A crisis with no obvious solutions
The size and density of rural communities requires different affordable housing solutions than the urban areas.
“Size works against the idea of scaling up housing solutions,” explains Scally.
The implementation of large apartment complexes works against the inherent sprawl of rural communities.
Meanwhile, federal investments in affordable housing construction focus on suburban and urban areas areas at the expense of rural ones.
Programs like the Mortgage Interest Tax Deduction do far less benefit rural communities. The program cost the government $72.8 billion in 2018 and could be considered the nation’s biggest affordable housing investment. But, due to lower housing values, a proportionally small amount flowed to rural communities.
Additionally, one of the nation’s most successful rural-housing programs will lapse without federal action. Section 515 is a 1963 USDA program that subsidizes construction and affordable prices for rural rental housing.
The program provides financial support to landlords until the mortgage is paid off, typically on a 30 year timeline. After this, landlords are free to raise rent prices to match the market.

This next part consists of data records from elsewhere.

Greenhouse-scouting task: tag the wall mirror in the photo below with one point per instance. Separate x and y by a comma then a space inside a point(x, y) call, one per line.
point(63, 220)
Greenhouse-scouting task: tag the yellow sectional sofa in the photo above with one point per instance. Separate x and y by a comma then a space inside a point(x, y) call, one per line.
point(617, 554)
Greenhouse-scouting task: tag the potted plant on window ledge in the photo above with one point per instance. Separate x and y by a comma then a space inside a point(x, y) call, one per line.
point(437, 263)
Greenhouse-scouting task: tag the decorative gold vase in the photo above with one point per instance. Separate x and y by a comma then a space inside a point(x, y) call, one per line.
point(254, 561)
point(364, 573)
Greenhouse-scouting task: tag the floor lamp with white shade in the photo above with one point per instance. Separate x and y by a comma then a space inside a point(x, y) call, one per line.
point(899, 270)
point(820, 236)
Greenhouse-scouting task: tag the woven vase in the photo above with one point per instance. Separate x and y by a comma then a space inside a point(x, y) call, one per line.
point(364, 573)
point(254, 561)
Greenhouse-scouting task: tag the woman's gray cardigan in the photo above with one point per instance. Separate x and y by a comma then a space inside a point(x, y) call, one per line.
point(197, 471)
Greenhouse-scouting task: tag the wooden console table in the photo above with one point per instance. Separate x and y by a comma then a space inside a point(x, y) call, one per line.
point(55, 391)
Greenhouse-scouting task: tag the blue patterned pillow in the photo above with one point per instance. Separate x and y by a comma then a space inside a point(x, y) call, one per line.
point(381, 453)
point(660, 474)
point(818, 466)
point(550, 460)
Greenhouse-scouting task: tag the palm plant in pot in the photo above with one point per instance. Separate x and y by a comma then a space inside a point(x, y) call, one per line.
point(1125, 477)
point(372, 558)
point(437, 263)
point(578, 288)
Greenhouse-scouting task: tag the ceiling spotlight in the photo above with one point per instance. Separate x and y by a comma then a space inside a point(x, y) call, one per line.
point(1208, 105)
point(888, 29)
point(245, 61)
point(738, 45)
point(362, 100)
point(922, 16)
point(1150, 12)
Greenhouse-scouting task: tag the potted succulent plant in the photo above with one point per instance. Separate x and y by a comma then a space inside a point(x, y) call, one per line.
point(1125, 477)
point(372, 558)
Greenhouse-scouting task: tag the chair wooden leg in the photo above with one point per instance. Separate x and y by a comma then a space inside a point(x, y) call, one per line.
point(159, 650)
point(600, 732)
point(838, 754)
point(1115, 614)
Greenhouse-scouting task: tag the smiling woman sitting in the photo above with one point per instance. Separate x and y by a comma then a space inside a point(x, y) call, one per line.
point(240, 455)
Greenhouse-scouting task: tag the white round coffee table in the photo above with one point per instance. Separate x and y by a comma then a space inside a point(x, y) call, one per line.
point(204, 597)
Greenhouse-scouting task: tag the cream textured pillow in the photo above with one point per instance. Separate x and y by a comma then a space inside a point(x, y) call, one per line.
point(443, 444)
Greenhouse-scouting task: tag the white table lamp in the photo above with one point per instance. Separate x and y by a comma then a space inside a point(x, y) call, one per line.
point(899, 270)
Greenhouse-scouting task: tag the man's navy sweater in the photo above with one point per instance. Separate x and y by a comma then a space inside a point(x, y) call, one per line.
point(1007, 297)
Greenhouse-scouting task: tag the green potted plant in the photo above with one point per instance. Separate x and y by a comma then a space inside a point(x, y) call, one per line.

Section 515 fostered construction of 28,000 properties since its inception. However, the USDA program has not direct-financed any new rental housing in years. Meanwhile, properties are aging out of their affordability provisions, a loss that will continue to accelerate as more units reach their 30th birthday.
Lipsetz and other experts testified at a House hearing committee on April 2 to encourage action to save this program.